En este sentido, escapar al tedio y vacío existencial del consumo (alta gratificación para luego caer en desuso rápidamente) implica refundar una forma de relación con uno mismo, los demás y las cosas, que va mucho más allá de la desigualdad económica. Por desgracia el alto nivel de endeudamiento en Chile, no responde en la mayoría de los casos (aunque por supuesto que los hay) a la imposibilidad de llegar a fin de meses para cubrir las necesidades básicas, sino en la necesidad de cumplir con el mandato de una sociedad de consumo donde nunca debo dejar de desear.  El deseo sólo desea el deseo dirá Bauman, y es posible que incluso parte de la efervescencia social de este movimiento termine subsumida bajo esa lógica “Máxima excitación inmediata para luego caer en desuso”.

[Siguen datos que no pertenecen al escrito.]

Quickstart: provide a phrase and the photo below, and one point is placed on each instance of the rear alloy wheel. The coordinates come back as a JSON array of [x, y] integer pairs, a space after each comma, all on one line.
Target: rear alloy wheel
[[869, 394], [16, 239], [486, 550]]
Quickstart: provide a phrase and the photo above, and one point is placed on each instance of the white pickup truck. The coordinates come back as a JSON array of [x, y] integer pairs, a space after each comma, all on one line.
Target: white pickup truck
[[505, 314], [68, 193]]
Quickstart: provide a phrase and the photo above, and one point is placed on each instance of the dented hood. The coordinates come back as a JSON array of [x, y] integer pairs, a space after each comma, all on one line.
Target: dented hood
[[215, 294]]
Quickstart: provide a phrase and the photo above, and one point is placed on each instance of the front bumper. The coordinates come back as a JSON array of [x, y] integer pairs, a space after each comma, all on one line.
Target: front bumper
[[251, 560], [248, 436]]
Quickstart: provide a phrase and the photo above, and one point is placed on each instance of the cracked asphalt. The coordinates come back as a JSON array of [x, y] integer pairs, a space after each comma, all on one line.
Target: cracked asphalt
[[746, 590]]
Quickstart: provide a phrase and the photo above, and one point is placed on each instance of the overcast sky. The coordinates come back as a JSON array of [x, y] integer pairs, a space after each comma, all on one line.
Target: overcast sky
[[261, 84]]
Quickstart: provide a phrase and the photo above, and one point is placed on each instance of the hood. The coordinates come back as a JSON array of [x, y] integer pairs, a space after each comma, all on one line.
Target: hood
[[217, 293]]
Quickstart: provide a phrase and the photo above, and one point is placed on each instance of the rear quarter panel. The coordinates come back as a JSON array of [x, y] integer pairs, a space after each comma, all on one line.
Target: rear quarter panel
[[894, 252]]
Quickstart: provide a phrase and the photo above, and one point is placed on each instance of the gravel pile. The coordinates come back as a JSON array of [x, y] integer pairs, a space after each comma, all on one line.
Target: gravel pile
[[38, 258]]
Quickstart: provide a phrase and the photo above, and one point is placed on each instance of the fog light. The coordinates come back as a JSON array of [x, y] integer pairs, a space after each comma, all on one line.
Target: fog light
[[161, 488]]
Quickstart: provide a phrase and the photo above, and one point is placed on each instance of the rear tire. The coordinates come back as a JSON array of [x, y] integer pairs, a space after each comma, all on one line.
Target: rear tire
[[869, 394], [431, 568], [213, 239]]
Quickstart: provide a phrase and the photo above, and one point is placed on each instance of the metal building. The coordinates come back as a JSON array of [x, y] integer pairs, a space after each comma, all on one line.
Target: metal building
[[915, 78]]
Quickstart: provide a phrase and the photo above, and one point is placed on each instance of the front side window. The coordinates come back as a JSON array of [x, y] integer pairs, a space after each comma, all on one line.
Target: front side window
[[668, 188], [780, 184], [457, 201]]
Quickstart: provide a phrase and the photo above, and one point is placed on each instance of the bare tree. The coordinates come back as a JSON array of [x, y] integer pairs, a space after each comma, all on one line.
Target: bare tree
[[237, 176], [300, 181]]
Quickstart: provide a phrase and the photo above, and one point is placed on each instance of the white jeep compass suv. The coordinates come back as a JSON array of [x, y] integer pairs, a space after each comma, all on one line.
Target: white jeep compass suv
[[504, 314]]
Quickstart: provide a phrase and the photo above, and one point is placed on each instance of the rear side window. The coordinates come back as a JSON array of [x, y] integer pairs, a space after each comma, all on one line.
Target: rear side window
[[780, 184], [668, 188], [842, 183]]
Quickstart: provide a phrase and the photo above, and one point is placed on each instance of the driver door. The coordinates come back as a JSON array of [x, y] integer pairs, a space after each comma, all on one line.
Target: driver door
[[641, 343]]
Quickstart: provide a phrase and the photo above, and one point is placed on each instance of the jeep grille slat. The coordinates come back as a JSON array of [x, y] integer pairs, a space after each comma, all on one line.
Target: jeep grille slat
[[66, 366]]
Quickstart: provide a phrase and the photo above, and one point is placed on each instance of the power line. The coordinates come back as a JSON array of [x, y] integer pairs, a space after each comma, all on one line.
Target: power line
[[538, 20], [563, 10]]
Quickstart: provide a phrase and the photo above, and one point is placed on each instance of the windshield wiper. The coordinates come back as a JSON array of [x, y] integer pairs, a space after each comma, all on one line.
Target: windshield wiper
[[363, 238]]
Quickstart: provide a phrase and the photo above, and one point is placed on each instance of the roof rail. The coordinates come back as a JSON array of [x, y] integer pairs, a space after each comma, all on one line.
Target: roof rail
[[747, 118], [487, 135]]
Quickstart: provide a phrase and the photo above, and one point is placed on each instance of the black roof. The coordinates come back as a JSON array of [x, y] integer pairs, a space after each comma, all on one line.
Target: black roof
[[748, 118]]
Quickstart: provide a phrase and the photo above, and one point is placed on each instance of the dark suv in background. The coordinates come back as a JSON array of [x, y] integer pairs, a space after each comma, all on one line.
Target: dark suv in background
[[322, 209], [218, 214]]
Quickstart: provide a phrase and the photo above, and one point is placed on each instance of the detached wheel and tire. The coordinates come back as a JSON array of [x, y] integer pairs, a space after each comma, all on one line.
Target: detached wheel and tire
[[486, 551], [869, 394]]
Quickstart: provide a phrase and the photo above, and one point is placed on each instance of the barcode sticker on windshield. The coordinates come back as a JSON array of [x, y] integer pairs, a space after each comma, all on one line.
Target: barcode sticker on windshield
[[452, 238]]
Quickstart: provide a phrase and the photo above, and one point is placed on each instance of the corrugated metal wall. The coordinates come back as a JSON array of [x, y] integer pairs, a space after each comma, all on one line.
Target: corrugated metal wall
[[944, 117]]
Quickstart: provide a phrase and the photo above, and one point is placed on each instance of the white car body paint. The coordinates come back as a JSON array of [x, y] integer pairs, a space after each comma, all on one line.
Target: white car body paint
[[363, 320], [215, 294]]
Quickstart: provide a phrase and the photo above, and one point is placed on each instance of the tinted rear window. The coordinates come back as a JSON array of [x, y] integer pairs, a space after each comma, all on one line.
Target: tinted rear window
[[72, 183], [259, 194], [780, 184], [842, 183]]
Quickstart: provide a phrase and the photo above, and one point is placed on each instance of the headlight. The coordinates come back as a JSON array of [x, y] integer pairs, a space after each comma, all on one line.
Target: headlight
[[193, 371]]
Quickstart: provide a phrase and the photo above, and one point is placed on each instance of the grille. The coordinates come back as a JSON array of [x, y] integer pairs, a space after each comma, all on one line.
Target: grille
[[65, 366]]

Tan grave como reducir el problema a soluciones simplistas, es pretender que el tiempo solucione por si solo las cosas, y que basta voluntad para que todo vuelva a la “normalidad” añorada que un grupo de “incivilizados” quiere arrebatarnos. Asumir esto significa no empatizar con el dolor o indignación legítima, de un sector importante de la sociedad, aunque su forma de expresión nos parezca irracional e incluso autodestructiva. No comprender esto equivale a culpar a un joven que en su dolor existencia se autoinfligue cortes, o condenar moralmente a quien se droga como vía de escape existencial. No toda la violencia es sistemática y fría, hay una violencia expresiva, sin finalidad, que debemos reconocer, asumir y gestionar. Porque la vida no es un proceso deliberativo racional orientado por buenos argumentos. La vida, incluida la vida social, es una interacción mucho más compleja donde confluyen condicionamientos mentales y sociales fuertemente arraigado en nuestras posiciones y visiones de mundo.  ¿Cómo develarlo críticamente nuestros estos sesgos? ¿Cómo afectarnos realmente por el sentir del otro? ¿Cómo avanzar hacia una respuesta creativa que implique la radicalidad de lo novedoso y al mismo tiempo la conservación de la herencia de nuestra  historia? Como se preguntaría E. Morin.   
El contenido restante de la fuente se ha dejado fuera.